Massimiliano e Carlo non sono scappati. Sarebbe stato più facile fuggire dalle responsabilità e dalle fatiche di un figlio disabile. Sarebbe stato semplice varcare fisicamente la porta per non sentire più l’acuto stridore delle urla che trafiggono le orecchie e l’acre odore delle funzioni fisiologiche espletate in loco che punge le narici. Sarebbe stato più comodo trasferirsi e ricostruire un altro nucleo famigliare con figli che considerano “sani”. Gli uomini sembra riescano meglio delle donne a recidere il cordone ombelicale che li unisce ai figli. Così nella disabilità come nella quotidianità. Non è necessario scomodare le statistiche per misurare il fenomeno. E’ sufficiente guardare alla stretta cerchia delle proprie amicizie per scoprire quante coppie scoppiate si contendono i figli e quante madri abbandonate crescono i loro cuccioli in solitaria e silenziosa autonomia. Ma la realtà parla anche di padri divorziati alla ricerca del modo di trascorrere ancora un po’ di tempo con i propri figli prima che questi siano troppo cresciuti.

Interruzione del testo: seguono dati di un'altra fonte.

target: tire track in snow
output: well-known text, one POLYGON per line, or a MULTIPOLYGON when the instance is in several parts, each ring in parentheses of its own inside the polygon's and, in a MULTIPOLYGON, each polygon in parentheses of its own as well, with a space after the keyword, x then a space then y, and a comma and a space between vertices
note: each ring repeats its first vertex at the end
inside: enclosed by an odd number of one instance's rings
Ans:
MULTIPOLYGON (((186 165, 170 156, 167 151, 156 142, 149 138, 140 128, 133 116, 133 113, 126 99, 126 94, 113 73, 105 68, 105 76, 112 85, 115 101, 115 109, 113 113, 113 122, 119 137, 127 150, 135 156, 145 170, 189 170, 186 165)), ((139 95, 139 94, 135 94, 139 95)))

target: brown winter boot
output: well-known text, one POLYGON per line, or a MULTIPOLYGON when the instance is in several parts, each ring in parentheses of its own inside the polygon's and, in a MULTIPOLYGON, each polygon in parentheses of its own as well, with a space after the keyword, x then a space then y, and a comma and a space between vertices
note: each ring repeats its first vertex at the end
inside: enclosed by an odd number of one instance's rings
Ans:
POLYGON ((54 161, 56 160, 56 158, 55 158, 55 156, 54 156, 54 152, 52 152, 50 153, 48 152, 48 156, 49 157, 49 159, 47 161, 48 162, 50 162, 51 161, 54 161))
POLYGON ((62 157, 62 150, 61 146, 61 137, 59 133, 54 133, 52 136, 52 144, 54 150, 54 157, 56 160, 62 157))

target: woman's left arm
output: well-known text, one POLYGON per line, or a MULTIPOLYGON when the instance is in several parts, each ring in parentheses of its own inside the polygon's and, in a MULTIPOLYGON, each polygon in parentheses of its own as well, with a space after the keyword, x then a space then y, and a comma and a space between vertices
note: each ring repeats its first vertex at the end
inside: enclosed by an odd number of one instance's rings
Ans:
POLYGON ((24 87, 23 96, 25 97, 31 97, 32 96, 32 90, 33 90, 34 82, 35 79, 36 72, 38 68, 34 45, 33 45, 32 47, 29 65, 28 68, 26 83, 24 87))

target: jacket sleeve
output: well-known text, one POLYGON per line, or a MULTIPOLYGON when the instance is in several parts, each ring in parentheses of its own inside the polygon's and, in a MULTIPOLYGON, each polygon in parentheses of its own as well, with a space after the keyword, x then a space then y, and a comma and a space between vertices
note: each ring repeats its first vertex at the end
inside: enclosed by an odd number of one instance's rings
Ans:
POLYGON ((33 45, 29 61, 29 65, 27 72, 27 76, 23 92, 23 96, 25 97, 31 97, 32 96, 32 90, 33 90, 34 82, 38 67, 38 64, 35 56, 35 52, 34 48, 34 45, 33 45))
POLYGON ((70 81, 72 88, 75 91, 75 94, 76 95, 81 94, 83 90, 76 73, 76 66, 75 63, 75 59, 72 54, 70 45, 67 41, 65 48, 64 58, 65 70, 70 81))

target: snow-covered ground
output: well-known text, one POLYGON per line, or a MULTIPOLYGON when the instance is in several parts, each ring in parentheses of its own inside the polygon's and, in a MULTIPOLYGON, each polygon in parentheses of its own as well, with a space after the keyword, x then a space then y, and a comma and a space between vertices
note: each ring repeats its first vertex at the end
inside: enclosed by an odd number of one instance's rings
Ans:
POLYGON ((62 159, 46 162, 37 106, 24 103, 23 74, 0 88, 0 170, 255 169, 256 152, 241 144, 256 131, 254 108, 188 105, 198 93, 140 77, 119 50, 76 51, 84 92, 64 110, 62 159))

La realtà parla anche di Massimiliano e Carlo. Due padri diversi, più noto il primo Massimiliano Verga (leggi la storia sulla 27esimaora), che attraverso le pagine del libro Zigulì ha urlato e raccontato i dolori e le angosce di essere papà nella disabilità. Al lettore non ha risparmiato nulla di questa quotidianità famigliare. Nel libro accanto alla rabbia gridata spesso con forza, al senso di inadeguatezza, all’impotenza di fronte a una società che non vuole vedere e capire, Verga riesce a trasmettere i suoni, gli odori, le paure, le incertezza di chi è solo a combattere un “mostro” più grande di lui. Che piaccia o meno anche questa rabbia è simbolo dell’amore immenso che lega un padre a un figlio.
L’altro, Carlo, è l’esempio di tanti altri padri che vivono nell’ombra queste difficoltà. Conosciuto in una piccola cerchia di amici, non ha più tempo per sè e dedica ogni pensiero e ogni minuto libero dal lavoro al figlio tetraplegico. Non ha scritto un libro e forse non lo scriverà mai. Purtroppo. Ho incontrato Carlo e sua moglie una sera a cena e ho scoperto una famiglia che, nelle mille tensioni della quotidianità, rema in un’unica direzione, compatta e solidale. Così Carlo e sua moglie sono, giorno dopo giorno, lì per il loro figlio. Nel loro cupo silenzio forse non hanno mai accettato che una malattia portasse via i movimenti del figlio, la sua adolescenza, il suo futuro da adulto indipendente. Carlo ha scelto, ha deciso con la moglie Maria di sovvertire la scala dei valori che la società impone, tornando a porre al centro della sua vita la famiglia e quel bambino un po’ cresciuto che in un eterno bozzolo non può sviluppare le ali per volarsene via. Carlo ha deciso: sarà le ali di suo figlio.